Socialists rankle French educators

So emotional is the subject that almost everybody here is calling it a ''war.'' ''Christians'' and ''infidels'' man the opposing armies. Their battlefield: private education.

Hostilities are high following the French Socialist government's announcement last week of a plan to tie publicly aided private schools more closely to the state. The plan is an attempt to pacify the many Socialists who want to end private schooling completely while not totally alienating the Roman Catholic Church, which runs 93 percent of the country's private schools, and the many parents who prefer them.

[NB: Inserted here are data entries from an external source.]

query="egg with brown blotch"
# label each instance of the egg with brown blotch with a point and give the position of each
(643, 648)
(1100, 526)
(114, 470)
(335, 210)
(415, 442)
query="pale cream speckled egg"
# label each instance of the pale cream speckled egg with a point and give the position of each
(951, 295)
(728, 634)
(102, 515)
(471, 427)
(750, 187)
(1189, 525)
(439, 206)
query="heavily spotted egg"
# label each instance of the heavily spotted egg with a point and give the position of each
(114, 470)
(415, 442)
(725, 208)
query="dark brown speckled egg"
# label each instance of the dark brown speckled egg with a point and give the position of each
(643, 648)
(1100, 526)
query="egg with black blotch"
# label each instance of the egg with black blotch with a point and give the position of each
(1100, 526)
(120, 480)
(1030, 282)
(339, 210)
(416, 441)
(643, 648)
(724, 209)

But the plan leaves no one happy. A shocked church refused to negotiate on the proposals. ''The proposals,'' Msgr. Jean Honore, president of the Church Education Commission, wrote in Le Monde, are designed ''simply to create a public power hegemony over the private schools.''

Many Socialists, especially the teacher's unions in the state system, were equally angered. ''The propositions don't go toward a united school system,'' said Jacques Pommatau, general secretary of the National Education Federation. ''Our objective is a united school system.''

The private school issue is so emotional because it has deep roots in French history. Free public schooling was only assured a century ago and its introduction by the Third Republic is seen by its supporters as the key triumph of the republic over monarchy.

At the same time, the Roman Catholic church has deep roots in the country's educational system. Catholic priests monopolized the teaching profession until 1880. Today, parish institutions still educate about one in six of France's 12 million pupils. In deeply religious areas such as Britanny, they are often the only schools available.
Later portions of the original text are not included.